August 6, 2020 at 11:23 am in reply to: Instructions for testing OS 3.2 with W5500 Ethernet module #67766
WendellParticipantThat must be it… I do have a static address defined. I’ll set it back to DHCP and try again. Thanks.
August 6, 2020 at 9:01 am in reply to: Instructions for testing OS 3.2 with W5500 Ethernet module #67762
WendellParticipantRay, I’m currently running the July 12th firmware. I’m having trouble getting my OS back into WiFi mode to update the firmware. If I disconnect the W5500 and power up the controller, it gets stuck in a loop trying to boot from the Ethernet module (which isn’t connected). Pressing B3+B2 doesn’t bring up the menu to reset to AP mode. If I reboot with the Ethernet module connected, B3+B2 does bring up the option to reset to AP mode, but it immediately reboots into the hardwired connection. I’ve tried powering down after the B3+B2 reset and rebooting without the Ethernet module, but it goes back to the endless loop of trying to boot from hardwire. How do I get it to go back to WiFi mode so I can load the July 18 firmware file?
August 5, 2020 at 7:17 pm in reply to: Instructions for testing OS 3.2 with W5500 Ethernet module #67743
WendellParticipantOkay, it looks like I get to 1883 characters of returned log data when it runs into errors, so I guess the remaining bytes in the 2K buffer are part of the packet formatting?
Does 2.1.9(7) solve this 2K buffer problem when using the W5500? I’m currently running 2.1.9(4).
August 5, 2020 at 6:51 pm in reply to: Instructions for testing OS 3.2 with W5500 Ethernet module #67741
WendellParticipantSorry this took so long to reply to… got lost in the shuffle. If I reduce the number of days of log entries I ask for it is able to display them. I tried using the API debug script you provided, but I think I might need to go back more than 6 days to see a failure, because I’ve had the system disabled for a couple of days. All I can say is that from within the OS app (iOS or macOS), reducing the number of days eliminates the error.
And BTW, so far no lockups / freezes, so the W5500 sure looks like it has completely solved my crashing problem.
If you figure out what’s going on with the ENC28J60 module, do you think the older 2.3AC hardware might start working again? I have another sprinkler system I would like to convert to OS, and if I can re-use my old hardware that would be great.
Thanks Ray.
July 22, 2020 at 12:35 pm in reply to: Instructions for testing OS 3.2 with W5500 Ethernet module #67467
WendellParticipantYep… that did the trick. So does this mean it’s caused by the 2048 byte buffer issue?
July 21, 2020 at 11:21 pm in reply to: Instructions for testing OS 3.2 with W5500 Ethernet module #67459
WendellParticipantStill no controller crashes, but I can no longer view the log entries. Whenever I ask OS (app or browser) to display the log entries, the cursor spins for several seconds and then it tells me “Error retrieving log data. Please refresh to try again.”, and refreshing doesn’t work either.

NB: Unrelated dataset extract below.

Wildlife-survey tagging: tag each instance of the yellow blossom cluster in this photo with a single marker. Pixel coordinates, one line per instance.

Before I try rebooting, I wanted to find out if there’s anything else I should try.
Is it possible this is related to the 2048 byte buffer issue?
July 20, 2020 at 8:54 pm in reply to: Instructions for testing OS 3.2 with W5500 Ethernet module #67440
WendellParticipantI have now been running for several days without any lockups / crashes, and there’s no way I would have made it this long with the original Ethernet module, so the W5500 / new firmware version seems to have resolved my frequent crashing problem! I will continue to monitor for problems and update this forum if anything changes, but right now I’m feeling pretty positive about the W5500.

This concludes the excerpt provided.